Now we can go a step further and reduce the number of pixels we have to process by resampling the image before we get our clusters. Scaling the image to 1/10th the size we get:

import numpy as np
from sklearn.cluster import KMeans
from skimage import io
from skimage.transform import rescale

def fast_dominant_colour(img_url, colours=5, scale=0.1):
    '''
    Faster method for web use that speeds up the sklearn variant.
    Also can use a scaling factor to improve the speed at cost of
    accuracy
    '''
    img = io.imread(img_url)
    if scale != 1.0:
        img = rescale(img, scale, multichannel=True)
        img = img * 255
    img = img.reshape((-1, 3))

    cluster = KMeans(n_clusters=colours, n_init=3, max_iter=10, tol=0.001)
    cluster.fit(img)
    labels = cluster.labels_
    centroid = cluster.cluster_centers_

    percent = []
    _, counts = np.unique(labels, return_counts=True)
    for i in range(len(centroid)):
        j = counts[i]
        j = j/(len(labels))
        percent.append(j)

    indices = np.argsort(percent)[::-1]
    dominant = centroid[indices[0]]

    return dominant, labels, centroid

Now this certainly introduces more errors. You can see that in the examples below. For a larger image with one main colour like 6 Nimmt we still get the correct dominant colour but in Altiplano it does not match the other methods.

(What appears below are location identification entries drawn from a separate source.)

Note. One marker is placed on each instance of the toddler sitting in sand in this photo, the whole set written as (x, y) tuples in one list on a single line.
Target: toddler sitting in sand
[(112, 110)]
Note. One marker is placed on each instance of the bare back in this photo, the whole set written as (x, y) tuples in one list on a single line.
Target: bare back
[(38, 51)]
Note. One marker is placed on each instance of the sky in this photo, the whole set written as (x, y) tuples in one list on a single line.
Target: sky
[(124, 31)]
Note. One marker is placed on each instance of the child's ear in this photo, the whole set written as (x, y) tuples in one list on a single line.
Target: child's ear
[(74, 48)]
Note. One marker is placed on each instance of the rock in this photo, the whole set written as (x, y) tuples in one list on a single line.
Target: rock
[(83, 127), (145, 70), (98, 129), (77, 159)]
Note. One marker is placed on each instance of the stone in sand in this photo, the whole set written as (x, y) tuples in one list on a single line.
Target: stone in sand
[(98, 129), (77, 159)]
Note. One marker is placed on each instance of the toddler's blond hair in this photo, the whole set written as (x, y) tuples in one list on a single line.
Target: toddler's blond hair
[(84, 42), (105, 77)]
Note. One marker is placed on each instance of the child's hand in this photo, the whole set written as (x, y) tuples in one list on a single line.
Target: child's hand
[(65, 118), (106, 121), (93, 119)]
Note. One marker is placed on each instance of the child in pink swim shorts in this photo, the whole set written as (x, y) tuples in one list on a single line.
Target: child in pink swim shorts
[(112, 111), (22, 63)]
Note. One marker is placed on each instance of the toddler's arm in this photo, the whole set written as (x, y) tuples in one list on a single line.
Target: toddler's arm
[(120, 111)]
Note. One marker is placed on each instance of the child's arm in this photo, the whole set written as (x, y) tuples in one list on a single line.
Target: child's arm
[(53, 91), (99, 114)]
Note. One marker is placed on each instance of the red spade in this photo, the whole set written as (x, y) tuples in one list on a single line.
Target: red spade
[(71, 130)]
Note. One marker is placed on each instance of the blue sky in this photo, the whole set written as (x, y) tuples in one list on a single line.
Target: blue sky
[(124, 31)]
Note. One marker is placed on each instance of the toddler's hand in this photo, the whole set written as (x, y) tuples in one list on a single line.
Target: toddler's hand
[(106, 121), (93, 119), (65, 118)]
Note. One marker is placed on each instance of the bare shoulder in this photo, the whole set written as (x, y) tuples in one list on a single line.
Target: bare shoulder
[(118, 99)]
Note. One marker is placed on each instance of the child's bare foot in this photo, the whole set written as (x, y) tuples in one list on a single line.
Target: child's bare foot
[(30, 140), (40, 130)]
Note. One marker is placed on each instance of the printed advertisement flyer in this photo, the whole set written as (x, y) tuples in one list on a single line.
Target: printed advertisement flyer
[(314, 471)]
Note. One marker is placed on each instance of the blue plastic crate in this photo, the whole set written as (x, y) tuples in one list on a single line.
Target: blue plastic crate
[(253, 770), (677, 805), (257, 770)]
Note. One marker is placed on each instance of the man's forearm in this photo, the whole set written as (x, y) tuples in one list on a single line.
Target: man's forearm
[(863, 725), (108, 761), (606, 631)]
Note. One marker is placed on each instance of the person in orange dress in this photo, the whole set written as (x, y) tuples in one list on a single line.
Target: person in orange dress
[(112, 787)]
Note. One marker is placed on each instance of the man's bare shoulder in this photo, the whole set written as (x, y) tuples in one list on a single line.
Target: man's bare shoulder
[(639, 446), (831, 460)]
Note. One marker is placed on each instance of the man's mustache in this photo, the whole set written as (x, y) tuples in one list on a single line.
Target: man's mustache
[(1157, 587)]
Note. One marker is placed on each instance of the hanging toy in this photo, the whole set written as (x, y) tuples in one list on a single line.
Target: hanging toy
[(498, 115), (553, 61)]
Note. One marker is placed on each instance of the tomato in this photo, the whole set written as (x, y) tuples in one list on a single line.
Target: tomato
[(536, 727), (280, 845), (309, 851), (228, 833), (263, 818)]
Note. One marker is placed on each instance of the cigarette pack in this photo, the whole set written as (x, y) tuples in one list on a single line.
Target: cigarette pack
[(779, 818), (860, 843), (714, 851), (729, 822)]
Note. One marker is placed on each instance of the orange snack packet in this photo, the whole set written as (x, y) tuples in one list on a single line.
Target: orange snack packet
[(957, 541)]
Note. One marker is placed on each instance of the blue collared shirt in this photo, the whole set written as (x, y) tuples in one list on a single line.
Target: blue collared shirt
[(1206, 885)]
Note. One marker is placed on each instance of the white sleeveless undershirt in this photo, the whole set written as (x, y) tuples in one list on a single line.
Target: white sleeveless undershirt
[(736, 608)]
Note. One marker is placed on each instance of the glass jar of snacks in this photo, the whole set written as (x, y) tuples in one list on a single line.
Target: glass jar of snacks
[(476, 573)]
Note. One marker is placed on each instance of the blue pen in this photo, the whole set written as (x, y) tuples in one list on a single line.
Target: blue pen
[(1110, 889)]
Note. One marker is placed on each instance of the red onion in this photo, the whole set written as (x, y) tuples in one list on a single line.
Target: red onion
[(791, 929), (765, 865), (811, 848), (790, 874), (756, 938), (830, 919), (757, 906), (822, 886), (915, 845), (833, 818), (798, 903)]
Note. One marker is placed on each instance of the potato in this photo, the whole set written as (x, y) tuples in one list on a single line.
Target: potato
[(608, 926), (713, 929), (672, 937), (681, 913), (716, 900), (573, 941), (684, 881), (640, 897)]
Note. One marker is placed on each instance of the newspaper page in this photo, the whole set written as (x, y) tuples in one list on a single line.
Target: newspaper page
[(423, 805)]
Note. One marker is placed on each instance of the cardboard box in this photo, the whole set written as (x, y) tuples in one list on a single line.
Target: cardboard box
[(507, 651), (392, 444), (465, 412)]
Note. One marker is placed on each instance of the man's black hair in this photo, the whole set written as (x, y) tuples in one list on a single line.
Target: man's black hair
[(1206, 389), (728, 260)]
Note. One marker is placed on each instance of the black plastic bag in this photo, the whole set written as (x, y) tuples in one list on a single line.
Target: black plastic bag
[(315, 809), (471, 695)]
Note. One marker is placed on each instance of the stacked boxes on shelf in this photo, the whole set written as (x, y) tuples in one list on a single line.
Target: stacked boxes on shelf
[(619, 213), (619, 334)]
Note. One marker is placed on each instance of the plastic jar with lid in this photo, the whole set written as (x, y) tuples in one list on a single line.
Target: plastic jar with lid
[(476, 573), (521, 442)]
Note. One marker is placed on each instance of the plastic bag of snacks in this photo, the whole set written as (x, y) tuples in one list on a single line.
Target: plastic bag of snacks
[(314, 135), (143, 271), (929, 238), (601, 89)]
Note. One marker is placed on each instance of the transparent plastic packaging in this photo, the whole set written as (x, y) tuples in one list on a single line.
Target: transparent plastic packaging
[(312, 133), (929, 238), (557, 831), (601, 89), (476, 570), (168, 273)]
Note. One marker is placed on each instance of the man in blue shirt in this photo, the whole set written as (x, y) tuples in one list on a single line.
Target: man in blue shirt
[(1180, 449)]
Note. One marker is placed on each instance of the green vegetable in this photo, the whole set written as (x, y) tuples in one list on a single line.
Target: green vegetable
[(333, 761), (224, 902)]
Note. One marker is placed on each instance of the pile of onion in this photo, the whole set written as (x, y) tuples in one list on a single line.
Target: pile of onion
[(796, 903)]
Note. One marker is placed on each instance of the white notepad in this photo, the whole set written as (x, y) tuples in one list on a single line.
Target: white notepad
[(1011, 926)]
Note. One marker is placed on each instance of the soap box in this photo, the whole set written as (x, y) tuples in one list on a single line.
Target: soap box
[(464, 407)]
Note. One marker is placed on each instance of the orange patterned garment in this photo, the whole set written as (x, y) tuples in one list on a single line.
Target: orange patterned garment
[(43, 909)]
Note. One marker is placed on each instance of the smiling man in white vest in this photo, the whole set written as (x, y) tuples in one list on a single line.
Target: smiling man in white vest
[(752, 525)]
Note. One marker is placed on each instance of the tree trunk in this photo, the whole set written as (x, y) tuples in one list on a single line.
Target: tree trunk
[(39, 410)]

The fast method is therefore probably the best option but scaling can still be useful...

Running On a Web Server

I have a fairly simple Linux webserver I use to host my bots and a website. This falls over due to a very large numpy array if you have a high def image so I added a very simple check into my bot code to use the fastest method if the image is larger than 1080p:

if shape[0] > 1920 and shape[1] > 1080:
    img = rescale(img, 0.1, multichannel=True)
    img = img * 255
    if debug:
        print(f'x0.10 Scaled shape: {np.shape(img)}')

And now my bot can add a snazzy coloured embed, here are some examples:

So I hope you find that helpful if you want to (relatively quickly) extract the dominant colour from an image. The git repo showing the comparisons above is a place to start if you want to use these functions.

Tom Out!

References

1. Color Separation in an Image using KMeans Clustering using Python

2. How to find the average colour of an image in Python with OpenCV?